Some localized flash flooding was reported in the region, and in all, the storm is expected to bring 50-100 mm of rainfall to a stretch of the country's east coast from Delaware to parts of New England, with isolated local amounts of 150 mm.
"Additional weakening is expected tonight, especially after Fay moves farther inland," the U.S. National Hurricane Center said Friday evening. "Fay is expected to weaken to a tropical depression by Saturday morning and dissipate on Sunday."
EASTERN CANADA IMPACTS
Though, as mentioned, Fay will likely no longer be a tropical storm by the time it begins to impact Canada Saturday, its remnants will still hold a fair bit of moisture.
Presently, it looks like much of Quebec and parts of eastern Ontario are on track for some 20-40 mm over the weekend -- not anything like what the U.S. East Coast has seen from this storm, but not insignificant, given the prolonged dry stretch that has gripped both provinces for the past few weeks.
The U.S. National Hurricane Center predicts an above-average spate of named storms this year, in the 13-19 range, of which 6-10 are expected to reach hurricane status. The season has already had quite an active start.
The first named storm, Tropical Storm Arthur, already appeared in mid-May, getting the jump on the season's "official" start of June 1st, as did Tropical Storm Bertha soon after.

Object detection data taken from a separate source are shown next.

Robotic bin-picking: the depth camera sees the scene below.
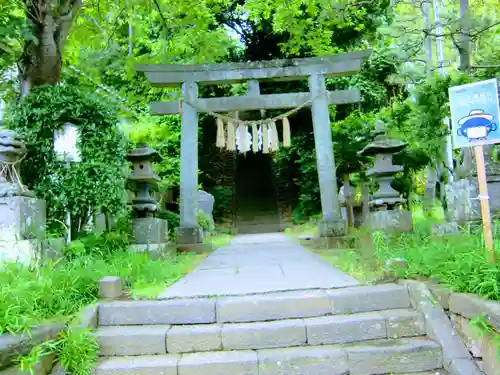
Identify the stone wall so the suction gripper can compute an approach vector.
[429,284,500,375]
[0,305,97,375]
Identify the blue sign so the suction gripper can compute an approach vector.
[449,79,500,148]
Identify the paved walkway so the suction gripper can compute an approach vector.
[160,233,359,299]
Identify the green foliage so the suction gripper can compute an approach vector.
[273,133,321,222]
[374,231,500,300]
[156,210,181,233]
[56,326,99,375]
[8,85,127,238]
[0,232,206,335]
[469,313,500,360]
[332,111,375,178]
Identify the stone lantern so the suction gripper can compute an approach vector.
[359,120,413,232]
[0,128,46,264]
[0,128,34,197]
[127,144,168,251]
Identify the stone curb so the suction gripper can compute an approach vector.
[427,283,500,332]
[400,280,483,375]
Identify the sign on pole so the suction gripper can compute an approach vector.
[449,79,500,260]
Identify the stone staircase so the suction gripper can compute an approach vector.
[96,284,445,375]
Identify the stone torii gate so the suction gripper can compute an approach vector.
[137,51,370,250]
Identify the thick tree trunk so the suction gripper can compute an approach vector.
[18,0,82,97]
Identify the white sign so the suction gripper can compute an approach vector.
[54,123,82,162]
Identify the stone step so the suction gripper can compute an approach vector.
[236,223,281,234]
[97,310,425,356]
[99,284,410,326]
[95,338,443,375]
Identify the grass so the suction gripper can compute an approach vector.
[292,212,500,300]
[0,251,204,334]
[0,233,206,375]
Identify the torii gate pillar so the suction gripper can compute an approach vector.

Tropical Storm Cristobal, boosted by the remnants of a storm in the Pacific, roared back to life right on schedule in early June in the Bay of Campeche, and aside from bringing extreme rainfall to Central America, the moisture from its remnants reached deep into North America.
Lacklustre Tropical Storm Dolly rounded out the June tally, while early in July, Edouard became the earliest fifth-named storm on record.